According to the latest price list I have, which may be low, your expected reimbursement is:
Dilaudid 840 x $0.13= $109.20
Sufentanil 235200 x $0.09 = $21,168.00 <-- that's over a gallon (I'm only showing 50 mcg/ml), are you sure that's correct? (50mcg per ml = 4704 mls = 1.24 gallons)
Ketamine 50400 x $0.0048 = $241.92
Bupivicaine 504 x $0.04 = $20.16

TOTAL = $21,539.28
Compound fee = $60.00
Grand total = $21,599.28

So it could be that the total volume is incorrect, it could be that you're filling more frequently than you should be, it could be that you're using medications that aren't actually compounded, it could be that your diagnosis is incorrect, etc.

What are the specific denials that you're getting?
 
Hi Sharon,
Thank you so much for responding. These are compounded drugs from the pharmacy and are for infusion pumps. As for billing commercial one thing and Medicare another, that is where we are needing guidance. These carriers are wanting different things and this is causing confusion.
Medicare just cannot seem to get on the same page. We just had a supervisor tell me yesterday that everything we have billed is correct and she was personally going to the review department.
Some of the drugs have their own HCPCs codes, and most of the commercial carriers keep denying as an injection. We keep having to appeal and point out that these are for an infused pump.
We are just looking for guidance on how to get these paid the first time out.
 
I'm still not convinced these are actually COMPOUNDED versus just put in one syringe. It does look like some of them should be on a separate line item. And it does look like the quantities you have are more than either a syringe or the pump can hold. For instance, how many micrograms per ml is the supplied Sufentanil?

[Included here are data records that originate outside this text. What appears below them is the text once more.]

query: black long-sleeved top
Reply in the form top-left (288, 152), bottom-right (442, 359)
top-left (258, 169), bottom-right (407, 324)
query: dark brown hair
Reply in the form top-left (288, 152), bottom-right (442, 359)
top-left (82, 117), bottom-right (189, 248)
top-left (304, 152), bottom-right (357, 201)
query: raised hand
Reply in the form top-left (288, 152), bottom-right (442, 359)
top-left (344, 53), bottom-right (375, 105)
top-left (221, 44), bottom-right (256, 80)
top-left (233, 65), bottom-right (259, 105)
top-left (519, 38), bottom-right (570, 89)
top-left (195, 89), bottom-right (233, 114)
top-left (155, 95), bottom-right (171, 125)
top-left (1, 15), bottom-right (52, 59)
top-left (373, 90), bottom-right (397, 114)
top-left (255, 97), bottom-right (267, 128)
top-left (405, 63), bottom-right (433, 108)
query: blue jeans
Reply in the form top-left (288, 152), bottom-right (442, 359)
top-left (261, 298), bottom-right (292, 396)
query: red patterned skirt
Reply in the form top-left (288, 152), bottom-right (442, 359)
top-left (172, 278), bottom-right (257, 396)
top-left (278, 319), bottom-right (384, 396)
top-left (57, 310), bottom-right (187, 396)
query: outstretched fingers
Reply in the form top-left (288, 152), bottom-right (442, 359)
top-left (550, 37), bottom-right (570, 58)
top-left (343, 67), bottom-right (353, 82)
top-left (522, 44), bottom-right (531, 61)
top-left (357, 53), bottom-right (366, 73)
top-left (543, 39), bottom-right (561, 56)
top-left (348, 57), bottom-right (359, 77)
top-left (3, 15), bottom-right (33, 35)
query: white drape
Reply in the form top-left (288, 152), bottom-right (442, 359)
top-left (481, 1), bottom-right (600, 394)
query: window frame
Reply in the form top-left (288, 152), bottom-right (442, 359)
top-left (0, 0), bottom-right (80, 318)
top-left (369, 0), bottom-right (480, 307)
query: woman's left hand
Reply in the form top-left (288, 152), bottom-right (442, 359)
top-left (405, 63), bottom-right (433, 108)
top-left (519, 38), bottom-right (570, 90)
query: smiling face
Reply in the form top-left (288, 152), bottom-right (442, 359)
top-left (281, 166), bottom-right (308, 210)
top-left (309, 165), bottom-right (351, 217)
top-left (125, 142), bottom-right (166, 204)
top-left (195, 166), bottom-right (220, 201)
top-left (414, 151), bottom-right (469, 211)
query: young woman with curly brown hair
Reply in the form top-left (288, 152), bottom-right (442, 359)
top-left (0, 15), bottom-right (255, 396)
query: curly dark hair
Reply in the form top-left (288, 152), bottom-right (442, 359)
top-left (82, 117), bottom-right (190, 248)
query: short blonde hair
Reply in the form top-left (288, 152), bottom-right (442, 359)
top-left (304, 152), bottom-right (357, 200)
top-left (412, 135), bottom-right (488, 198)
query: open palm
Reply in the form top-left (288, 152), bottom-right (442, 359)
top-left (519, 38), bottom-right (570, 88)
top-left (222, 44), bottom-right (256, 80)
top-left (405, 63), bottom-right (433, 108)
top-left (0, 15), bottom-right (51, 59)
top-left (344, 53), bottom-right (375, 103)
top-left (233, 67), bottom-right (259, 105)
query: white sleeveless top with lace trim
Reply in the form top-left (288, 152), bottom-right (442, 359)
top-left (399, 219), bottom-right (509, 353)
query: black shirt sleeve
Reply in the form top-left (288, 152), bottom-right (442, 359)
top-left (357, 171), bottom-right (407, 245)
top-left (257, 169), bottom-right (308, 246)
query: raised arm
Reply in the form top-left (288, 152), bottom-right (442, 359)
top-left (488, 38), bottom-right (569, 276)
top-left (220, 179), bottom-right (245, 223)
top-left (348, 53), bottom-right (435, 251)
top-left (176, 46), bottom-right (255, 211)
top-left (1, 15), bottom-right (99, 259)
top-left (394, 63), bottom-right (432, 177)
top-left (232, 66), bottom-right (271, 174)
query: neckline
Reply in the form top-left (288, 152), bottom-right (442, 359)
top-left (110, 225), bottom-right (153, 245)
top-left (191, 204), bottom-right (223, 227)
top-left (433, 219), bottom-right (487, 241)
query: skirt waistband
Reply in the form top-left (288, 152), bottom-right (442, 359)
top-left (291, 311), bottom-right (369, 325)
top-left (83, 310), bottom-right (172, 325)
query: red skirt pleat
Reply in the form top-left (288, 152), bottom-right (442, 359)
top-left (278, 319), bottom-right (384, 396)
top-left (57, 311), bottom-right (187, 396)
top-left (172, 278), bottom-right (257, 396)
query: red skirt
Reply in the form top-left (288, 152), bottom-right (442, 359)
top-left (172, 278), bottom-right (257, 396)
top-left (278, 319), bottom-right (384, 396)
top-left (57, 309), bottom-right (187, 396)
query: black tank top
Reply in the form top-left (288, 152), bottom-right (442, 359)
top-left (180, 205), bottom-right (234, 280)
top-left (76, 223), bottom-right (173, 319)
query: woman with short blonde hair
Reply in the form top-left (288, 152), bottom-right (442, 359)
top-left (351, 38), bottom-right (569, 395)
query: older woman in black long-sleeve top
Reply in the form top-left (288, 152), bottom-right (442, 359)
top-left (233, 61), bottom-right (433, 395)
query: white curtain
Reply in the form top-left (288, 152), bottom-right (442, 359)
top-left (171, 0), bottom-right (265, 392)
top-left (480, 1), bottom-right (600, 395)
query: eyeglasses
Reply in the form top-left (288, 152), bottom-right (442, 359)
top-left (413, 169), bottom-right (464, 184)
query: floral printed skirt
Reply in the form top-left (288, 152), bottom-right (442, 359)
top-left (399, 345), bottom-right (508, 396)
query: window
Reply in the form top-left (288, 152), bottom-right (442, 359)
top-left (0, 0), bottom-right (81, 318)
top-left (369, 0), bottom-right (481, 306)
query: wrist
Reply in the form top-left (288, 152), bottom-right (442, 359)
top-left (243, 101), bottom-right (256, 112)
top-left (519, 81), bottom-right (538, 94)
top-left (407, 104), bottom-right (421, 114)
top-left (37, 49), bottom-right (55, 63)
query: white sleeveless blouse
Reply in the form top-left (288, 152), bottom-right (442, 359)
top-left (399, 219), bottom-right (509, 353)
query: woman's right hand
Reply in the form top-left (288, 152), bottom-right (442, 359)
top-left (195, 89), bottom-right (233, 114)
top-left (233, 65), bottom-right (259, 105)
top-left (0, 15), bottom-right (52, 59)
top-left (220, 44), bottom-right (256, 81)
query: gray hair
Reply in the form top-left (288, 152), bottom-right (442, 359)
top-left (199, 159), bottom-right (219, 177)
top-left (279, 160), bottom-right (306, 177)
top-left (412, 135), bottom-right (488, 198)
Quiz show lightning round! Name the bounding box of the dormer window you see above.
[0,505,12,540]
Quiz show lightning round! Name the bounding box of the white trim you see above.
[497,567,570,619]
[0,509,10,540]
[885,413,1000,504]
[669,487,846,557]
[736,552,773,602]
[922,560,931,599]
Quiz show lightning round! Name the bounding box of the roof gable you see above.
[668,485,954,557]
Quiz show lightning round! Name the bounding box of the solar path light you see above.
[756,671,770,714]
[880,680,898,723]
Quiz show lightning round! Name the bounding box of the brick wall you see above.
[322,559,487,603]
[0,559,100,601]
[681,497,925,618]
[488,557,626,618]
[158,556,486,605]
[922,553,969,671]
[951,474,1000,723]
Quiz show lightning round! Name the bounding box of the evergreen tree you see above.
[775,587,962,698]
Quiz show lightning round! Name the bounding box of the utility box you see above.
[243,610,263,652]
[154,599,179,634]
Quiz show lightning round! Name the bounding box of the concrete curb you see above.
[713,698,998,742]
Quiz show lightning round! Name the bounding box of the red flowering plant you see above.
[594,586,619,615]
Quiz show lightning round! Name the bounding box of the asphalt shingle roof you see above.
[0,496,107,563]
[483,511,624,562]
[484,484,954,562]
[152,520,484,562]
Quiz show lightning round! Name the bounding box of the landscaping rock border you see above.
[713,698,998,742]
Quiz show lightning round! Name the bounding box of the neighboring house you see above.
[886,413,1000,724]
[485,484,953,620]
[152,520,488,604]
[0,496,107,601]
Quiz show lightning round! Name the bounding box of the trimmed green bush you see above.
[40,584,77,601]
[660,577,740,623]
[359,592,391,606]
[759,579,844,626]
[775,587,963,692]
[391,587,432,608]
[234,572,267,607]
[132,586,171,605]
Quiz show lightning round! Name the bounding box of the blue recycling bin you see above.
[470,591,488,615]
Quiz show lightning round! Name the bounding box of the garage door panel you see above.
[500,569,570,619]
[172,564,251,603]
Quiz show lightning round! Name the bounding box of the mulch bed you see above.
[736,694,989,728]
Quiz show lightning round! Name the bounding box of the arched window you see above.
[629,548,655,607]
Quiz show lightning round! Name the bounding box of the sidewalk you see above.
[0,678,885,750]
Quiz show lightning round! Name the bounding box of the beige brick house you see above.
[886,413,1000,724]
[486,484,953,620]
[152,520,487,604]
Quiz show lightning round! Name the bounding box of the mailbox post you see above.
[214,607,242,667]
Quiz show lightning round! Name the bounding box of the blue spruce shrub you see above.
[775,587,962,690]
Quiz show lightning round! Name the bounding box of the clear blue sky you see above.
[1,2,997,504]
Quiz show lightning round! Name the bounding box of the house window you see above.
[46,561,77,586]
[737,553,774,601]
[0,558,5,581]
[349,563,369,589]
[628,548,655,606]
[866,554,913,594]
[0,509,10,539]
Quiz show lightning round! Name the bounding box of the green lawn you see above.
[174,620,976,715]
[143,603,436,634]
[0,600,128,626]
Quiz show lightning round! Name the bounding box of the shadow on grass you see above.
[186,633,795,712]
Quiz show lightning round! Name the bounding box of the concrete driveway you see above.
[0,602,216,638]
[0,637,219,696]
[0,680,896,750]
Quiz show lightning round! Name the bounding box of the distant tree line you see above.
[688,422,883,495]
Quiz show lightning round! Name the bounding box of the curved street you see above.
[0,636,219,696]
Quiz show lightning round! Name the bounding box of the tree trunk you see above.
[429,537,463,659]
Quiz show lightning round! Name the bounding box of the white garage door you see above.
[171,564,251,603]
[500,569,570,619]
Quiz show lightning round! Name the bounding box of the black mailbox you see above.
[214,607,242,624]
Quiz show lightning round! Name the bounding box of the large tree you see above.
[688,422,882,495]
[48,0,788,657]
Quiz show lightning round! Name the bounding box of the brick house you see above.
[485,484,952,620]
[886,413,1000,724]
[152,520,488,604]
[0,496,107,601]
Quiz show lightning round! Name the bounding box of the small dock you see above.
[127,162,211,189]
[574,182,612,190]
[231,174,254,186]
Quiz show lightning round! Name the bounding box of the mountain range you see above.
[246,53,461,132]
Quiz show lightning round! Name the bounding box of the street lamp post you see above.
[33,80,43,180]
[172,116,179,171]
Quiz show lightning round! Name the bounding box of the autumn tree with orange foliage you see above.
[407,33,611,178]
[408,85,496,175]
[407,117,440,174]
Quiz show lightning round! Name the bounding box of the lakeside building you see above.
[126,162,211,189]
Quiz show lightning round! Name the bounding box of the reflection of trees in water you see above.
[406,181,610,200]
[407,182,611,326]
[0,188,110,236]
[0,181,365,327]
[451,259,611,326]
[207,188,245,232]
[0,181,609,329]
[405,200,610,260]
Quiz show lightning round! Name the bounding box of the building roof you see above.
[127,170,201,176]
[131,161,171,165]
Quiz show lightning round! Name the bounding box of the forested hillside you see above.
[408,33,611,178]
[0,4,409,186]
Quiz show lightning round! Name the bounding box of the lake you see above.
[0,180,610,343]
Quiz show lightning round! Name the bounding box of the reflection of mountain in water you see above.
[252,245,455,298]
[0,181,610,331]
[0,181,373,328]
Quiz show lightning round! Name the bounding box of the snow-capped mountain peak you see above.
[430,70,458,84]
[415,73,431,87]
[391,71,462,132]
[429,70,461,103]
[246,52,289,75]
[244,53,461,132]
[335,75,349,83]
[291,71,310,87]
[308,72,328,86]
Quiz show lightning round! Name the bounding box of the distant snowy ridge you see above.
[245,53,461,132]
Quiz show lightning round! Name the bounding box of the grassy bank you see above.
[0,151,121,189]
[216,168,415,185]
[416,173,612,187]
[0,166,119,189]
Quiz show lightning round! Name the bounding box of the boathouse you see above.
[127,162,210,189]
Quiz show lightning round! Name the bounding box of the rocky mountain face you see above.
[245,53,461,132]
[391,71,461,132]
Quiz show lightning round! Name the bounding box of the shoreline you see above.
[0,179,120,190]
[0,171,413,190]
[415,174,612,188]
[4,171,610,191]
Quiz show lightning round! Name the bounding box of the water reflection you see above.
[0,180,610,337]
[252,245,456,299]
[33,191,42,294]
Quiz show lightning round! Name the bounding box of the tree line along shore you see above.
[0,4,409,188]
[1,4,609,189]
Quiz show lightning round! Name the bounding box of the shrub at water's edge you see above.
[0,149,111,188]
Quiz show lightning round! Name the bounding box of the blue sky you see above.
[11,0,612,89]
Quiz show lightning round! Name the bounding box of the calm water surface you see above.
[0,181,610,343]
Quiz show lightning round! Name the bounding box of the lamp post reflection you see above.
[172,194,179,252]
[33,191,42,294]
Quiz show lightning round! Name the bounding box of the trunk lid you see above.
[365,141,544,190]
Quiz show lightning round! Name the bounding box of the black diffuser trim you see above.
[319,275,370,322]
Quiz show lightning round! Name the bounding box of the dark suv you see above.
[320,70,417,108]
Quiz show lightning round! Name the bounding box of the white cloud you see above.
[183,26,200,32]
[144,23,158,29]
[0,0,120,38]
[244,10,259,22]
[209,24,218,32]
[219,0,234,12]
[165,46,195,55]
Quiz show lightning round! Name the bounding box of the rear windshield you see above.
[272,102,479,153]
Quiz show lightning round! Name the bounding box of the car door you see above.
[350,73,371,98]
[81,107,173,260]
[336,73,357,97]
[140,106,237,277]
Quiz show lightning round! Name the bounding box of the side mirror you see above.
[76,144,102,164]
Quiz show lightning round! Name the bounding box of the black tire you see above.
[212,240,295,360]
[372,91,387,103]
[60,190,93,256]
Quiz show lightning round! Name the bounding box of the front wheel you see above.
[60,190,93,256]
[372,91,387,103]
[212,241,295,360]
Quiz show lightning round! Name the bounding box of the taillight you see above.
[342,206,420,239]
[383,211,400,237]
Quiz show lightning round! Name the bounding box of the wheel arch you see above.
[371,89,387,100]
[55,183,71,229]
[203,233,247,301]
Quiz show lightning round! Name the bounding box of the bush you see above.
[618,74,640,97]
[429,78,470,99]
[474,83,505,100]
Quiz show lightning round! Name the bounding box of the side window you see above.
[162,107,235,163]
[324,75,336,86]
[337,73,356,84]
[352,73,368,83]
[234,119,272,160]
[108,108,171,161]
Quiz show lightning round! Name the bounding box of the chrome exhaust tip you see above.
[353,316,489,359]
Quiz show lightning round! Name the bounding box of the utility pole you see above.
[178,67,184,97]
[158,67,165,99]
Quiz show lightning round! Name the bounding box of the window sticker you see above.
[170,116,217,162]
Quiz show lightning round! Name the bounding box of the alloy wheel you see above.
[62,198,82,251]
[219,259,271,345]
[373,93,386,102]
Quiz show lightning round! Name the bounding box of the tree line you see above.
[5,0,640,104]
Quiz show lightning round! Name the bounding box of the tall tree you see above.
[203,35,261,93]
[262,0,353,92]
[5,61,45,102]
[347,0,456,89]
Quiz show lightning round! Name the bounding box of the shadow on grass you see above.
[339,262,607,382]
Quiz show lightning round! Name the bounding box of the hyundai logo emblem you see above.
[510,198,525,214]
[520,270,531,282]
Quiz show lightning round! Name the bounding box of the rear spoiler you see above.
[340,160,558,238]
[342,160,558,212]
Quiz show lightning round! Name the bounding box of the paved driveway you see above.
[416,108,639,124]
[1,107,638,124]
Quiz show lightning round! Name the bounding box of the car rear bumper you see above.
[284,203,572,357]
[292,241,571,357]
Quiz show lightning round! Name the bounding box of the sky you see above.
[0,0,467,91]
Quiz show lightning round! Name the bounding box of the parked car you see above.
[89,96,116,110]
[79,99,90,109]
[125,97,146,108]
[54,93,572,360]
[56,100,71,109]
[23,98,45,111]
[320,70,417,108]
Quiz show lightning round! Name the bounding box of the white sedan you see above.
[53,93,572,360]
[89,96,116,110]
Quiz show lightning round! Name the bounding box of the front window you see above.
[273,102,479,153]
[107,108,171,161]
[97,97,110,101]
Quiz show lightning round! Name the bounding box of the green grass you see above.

If you bill the pump refill with the meds, you should not be getting denials for the meds being for injection instead of pump. If you have a commercial that is not recognizing the KD modifier, that's a different story.

Again, what are the specific denials? What are the dx? What CPTs were billed for the procedures? What is the POS? Is there a referring doctor on the claim (even if it's the doctor who did the work himself)?

It's hard to pinpoint the issues without all of the information.